Besides the UCB and Bayesian algorithms, a fast machine learning method based on contextual information is proposed to use rough user location and aggregate the received data to learn and continuously adapt to the actual channel environment [56], while a hierarchical beam alignment method exploiting the inherent correlation among beams determines the optimal beam with accelerated BA process and reduced beam training overhead [57].

Compared to the MAB model, it is more sophisticated to model the beam training as a Markov decision process, where Q-learning methods are typically employed. In [58], the estimation of beam steering angle is divided into two phases. In the first phase, Q-learning based beam tracking finds the optimal beam. In the second phase, several beams neighbouring the optimal beam found in the first phase are tested, where the tested beam pair with the largest received signal strength is then selected for the modified auxiliary-beam-pair-based angle estimation. In fact, the Q table in the Q-learning methods can be well approximated by the DNN, which is named as deep Q-network (DQN). In [59], the DQN is used to learn the change of the mmWave communication channels and intelligently train the beams with a low overhead.

IV Channel Estimation

Channel estimation, as the other category of CSI acquisition, aims at accurately estimating the mmWave massive MIMO channels. As shown in Fig. 3, the mainstream channel estimation methods can be divided into three branches, including CS-based sparse channel estimation, array signal processing based channel estimation, and ML-based channel estimation.
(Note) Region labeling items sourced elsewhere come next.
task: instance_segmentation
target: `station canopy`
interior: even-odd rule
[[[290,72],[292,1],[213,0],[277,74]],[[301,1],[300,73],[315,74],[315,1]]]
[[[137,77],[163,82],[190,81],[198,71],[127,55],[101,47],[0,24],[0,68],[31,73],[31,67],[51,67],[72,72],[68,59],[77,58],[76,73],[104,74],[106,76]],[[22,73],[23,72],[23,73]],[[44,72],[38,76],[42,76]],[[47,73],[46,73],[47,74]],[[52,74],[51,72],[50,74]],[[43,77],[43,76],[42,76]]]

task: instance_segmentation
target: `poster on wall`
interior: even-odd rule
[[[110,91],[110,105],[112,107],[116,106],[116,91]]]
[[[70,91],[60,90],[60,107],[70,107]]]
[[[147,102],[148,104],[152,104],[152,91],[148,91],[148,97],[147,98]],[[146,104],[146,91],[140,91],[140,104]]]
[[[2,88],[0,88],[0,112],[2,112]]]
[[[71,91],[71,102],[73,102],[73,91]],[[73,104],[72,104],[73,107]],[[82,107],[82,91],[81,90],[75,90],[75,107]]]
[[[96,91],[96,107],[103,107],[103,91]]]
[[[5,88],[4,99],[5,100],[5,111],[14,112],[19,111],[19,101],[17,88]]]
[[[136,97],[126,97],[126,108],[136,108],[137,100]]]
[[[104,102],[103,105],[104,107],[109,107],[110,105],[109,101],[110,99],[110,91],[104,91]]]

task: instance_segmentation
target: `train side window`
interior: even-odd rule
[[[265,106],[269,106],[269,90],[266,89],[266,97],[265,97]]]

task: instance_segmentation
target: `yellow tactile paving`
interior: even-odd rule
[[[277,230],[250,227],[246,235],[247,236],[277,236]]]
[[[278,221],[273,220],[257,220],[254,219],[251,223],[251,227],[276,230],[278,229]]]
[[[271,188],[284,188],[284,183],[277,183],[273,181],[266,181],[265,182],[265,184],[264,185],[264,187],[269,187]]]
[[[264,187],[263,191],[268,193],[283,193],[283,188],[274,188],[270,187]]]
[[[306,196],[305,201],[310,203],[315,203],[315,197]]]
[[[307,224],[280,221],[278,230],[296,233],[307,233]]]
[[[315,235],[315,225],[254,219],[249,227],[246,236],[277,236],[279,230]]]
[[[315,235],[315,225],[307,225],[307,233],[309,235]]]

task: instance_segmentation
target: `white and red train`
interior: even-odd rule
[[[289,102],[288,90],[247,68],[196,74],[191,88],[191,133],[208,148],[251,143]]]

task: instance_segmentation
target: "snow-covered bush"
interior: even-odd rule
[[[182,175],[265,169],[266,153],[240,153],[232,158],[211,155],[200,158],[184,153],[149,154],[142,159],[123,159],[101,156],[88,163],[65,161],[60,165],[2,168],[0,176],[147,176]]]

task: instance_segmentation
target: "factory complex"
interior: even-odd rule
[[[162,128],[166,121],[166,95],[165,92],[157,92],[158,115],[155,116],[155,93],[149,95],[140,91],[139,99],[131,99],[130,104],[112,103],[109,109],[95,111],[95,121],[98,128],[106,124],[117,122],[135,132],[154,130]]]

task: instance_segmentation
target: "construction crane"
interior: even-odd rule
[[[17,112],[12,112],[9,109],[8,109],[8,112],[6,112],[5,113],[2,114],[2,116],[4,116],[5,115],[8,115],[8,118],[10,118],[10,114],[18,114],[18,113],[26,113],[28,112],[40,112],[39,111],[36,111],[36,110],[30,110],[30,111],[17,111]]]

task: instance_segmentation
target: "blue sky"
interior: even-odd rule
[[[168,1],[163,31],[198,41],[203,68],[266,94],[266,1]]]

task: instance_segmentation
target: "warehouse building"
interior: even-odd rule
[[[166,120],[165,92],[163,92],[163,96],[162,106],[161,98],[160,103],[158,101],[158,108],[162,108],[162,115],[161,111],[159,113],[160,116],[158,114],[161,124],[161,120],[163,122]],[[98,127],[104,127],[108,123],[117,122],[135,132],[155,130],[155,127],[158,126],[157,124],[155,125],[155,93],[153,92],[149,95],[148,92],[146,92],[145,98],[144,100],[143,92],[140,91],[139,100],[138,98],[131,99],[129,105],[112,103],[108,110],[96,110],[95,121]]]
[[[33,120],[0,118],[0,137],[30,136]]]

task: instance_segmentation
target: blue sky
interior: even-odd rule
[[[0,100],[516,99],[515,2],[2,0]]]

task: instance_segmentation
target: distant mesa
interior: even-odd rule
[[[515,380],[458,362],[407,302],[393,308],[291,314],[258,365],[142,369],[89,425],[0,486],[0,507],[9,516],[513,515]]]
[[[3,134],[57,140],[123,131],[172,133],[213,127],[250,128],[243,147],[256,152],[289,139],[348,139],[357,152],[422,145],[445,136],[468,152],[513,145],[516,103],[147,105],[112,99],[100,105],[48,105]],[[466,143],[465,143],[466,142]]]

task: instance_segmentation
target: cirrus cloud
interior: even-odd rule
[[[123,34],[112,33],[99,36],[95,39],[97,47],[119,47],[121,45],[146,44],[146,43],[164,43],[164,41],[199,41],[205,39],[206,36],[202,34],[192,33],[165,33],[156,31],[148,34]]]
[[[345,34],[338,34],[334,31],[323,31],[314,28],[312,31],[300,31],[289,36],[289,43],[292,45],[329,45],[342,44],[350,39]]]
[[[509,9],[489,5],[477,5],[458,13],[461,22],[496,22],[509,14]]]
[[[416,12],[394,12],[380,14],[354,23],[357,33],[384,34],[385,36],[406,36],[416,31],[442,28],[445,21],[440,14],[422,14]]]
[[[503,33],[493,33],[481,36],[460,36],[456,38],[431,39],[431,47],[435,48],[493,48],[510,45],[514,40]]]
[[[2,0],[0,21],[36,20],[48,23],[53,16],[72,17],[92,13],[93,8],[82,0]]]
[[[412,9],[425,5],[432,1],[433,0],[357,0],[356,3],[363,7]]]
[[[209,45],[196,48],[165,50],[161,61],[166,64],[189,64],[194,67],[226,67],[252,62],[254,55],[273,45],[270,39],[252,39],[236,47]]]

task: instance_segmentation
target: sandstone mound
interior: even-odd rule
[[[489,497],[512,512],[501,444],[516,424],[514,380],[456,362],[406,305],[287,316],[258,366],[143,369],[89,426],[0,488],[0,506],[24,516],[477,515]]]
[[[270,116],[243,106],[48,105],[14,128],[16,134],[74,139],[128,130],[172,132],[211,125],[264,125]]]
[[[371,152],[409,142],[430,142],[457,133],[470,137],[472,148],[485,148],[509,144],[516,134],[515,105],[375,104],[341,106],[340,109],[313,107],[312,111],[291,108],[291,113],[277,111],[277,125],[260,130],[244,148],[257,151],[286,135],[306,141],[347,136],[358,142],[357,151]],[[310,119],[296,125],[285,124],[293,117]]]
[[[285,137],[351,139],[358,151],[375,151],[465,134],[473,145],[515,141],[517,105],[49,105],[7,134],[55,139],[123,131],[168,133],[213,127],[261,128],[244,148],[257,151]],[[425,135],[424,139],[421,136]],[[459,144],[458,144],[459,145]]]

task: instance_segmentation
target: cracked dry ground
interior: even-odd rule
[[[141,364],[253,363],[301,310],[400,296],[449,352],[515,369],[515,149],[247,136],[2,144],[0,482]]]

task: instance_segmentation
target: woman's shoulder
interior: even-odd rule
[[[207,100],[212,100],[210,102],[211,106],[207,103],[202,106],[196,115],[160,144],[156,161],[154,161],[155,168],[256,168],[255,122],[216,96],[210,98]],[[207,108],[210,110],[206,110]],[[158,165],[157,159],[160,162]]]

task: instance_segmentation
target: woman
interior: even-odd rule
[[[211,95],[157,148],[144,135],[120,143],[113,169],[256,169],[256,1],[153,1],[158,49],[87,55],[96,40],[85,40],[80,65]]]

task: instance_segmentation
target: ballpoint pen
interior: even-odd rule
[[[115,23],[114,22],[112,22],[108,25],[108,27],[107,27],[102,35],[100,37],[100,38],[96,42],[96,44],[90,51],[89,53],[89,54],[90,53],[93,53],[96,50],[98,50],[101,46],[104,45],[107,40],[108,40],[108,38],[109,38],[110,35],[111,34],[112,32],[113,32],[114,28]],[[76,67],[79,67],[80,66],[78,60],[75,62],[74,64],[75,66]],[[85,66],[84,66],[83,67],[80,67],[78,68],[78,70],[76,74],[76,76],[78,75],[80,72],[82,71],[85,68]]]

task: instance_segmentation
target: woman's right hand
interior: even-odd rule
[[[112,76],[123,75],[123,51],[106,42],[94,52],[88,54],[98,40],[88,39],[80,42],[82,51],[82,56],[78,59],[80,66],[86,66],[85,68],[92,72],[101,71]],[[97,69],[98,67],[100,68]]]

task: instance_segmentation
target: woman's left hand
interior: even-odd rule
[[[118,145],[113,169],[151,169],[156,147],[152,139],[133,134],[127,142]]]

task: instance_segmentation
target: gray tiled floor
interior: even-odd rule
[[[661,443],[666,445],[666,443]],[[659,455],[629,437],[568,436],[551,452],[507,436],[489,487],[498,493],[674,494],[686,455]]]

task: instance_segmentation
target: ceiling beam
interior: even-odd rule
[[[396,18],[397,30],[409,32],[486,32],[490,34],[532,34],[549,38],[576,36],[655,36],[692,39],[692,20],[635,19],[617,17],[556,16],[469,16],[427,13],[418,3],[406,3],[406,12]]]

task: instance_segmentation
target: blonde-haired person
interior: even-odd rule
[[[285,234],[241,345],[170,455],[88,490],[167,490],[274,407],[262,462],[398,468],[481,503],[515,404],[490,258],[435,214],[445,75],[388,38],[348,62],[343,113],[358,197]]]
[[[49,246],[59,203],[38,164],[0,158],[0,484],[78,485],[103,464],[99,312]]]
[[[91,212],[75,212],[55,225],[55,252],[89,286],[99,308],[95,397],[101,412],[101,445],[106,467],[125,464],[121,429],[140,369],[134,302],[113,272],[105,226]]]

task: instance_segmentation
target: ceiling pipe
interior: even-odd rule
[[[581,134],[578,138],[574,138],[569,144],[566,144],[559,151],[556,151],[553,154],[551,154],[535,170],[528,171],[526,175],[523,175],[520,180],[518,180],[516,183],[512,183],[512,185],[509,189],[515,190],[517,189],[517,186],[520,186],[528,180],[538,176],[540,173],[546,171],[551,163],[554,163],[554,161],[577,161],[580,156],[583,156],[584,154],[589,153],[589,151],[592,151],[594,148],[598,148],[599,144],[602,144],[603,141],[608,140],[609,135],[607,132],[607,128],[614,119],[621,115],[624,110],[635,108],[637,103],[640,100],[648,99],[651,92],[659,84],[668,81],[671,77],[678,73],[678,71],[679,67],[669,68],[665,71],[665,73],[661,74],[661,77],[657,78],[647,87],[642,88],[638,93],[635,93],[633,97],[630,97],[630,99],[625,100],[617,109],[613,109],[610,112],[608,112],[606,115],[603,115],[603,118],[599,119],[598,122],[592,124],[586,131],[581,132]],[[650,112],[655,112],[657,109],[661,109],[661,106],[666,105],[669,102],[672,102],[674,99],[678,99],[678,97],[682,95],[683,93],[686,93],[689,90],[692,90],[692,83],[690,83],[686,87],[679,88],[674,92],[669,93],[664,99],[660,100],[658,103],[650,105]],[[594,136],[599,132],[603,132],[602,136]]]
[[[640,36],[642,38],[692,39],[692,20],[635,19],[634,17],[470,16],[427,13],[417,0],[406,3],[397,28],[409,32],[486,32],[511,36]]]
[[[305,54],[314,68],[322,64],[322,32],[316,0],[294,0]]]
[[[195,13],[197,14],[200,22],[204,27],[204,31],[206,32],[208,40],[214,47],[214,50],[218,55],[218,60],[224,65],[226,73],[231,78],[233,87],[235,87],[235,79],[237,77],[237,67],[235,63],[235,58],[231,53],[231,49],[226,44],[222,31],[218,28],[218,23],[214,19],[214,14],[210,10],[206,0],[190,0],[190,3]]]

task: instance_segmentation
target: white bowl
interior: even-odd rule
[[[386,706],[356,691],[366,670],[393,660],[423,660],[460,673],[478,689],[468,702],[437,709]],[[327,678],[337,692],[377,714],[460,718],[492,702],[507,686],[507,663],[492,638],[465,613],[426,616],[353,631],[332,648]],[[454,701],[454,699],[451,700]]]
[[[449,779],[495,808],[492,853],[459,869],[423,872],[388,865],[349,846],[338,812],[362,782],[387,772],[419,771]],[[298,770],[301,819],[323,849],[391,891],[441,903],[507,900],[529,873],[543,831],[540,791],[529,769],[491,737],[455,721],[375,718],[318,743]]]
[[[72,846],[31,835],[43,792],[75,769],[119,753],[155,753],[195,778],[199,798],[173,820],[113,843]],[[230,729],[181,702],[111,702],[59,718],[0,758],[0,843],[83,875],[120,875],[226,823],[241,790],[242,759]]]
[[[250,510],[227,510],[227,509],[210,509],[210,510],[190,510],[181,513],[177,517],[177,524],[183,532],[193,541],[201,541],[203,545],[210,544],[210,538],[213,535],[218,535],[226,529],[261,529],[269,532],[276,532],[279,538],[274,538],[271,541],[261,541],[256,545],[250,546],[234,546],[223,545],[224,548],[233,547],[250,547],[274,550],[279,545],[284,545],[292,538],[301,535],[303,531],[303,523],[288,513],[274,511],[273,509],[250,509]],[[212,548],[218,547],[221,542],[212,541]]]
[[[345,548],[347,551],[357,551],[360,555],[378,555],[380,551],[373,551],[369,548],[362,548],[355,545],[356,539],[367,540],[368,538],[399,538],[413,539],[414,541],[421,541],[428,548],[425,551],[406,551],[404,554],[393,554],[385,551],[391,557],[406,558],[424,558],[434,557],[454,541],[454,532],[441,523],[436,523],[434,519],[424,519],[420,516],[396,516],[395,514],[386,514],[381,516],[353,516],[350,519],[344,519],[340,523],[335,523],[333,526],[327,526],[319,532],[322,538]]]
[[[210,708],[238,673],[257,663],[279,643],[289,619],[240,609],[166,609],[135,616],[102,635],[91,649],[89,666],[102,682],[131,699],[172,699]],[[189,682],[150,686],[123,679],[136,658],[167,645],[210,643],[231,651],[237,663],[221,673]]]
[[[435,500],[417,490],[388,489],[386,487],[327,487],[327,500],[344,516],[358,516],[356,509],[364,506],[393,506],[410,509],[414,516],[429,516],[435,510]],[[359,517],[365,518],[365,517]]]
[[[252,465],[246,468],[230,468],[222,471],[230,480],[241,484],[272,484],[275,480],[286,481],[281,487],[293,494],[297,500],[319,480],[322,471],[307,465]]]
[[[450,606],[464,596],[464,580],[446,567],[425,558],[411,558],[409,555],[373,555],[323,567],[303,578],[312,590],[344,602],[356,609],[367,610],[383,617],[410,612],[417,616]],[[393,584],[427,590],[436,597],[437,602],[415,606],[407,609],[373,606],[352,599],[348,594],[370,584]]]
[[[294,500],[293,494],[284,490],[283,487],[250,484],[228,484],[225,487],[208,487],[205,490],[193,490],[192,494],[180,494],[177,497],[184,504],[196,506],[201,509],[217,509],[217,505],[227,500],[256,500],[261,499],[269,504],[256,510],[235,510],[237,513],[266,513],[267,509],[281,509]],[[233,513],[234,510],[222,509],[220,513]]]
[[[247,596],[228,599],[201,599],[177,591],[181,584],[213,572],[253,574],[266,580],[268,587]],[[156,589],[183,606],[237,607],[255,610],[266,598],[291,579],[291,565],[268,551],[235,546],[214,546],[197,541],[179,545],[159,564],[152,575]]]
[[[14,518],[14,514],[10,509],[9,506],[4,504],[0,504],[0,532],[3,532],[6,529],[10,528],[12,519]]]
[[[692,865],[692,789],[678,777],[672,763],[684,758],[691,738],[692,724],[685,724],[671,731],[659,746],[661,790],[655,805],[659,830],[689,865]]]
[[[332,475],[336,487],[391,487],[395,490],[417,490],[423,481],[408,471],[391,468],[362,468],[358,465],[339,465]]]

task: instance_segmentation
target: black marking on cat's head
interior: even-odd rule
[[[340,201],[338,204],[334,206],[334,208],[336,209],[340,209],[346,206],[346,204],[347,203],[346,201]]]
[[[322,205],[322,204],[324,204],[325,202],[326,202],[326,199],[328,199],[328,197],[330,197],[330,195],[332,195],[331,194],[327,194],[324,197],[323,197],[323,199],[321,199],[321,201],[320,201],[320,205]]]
IV-A CS-based Sparse Channel Estimation

Extensive works on channel measurement and modeling have demonstrated that the scattering environment in mmWave frequencies is sparser than its lower frequency counterpart, such as in sub-6 GHz channel. Therefore, we can exploit the channel sparsity by formulating channel estimation as a sparse recovery problem and solve it using the CS algorithms. In general, we first obtain the AoDs/AoAs and then estimate the channel gains. Denote $\mathbf{z}$ as a sparse vector, where its locations and values of the non-zero entries indicate the quantized AoDs and AoAs and path gains, respectively. The performance loss caused by the quantization error proves to be minor with a fine-grain enough candidate set for AoDs and AoAs [60]. Due to the channel sparsity, the number of non-zero entries in $\mathbf{z}$ is much smaller than its dimension.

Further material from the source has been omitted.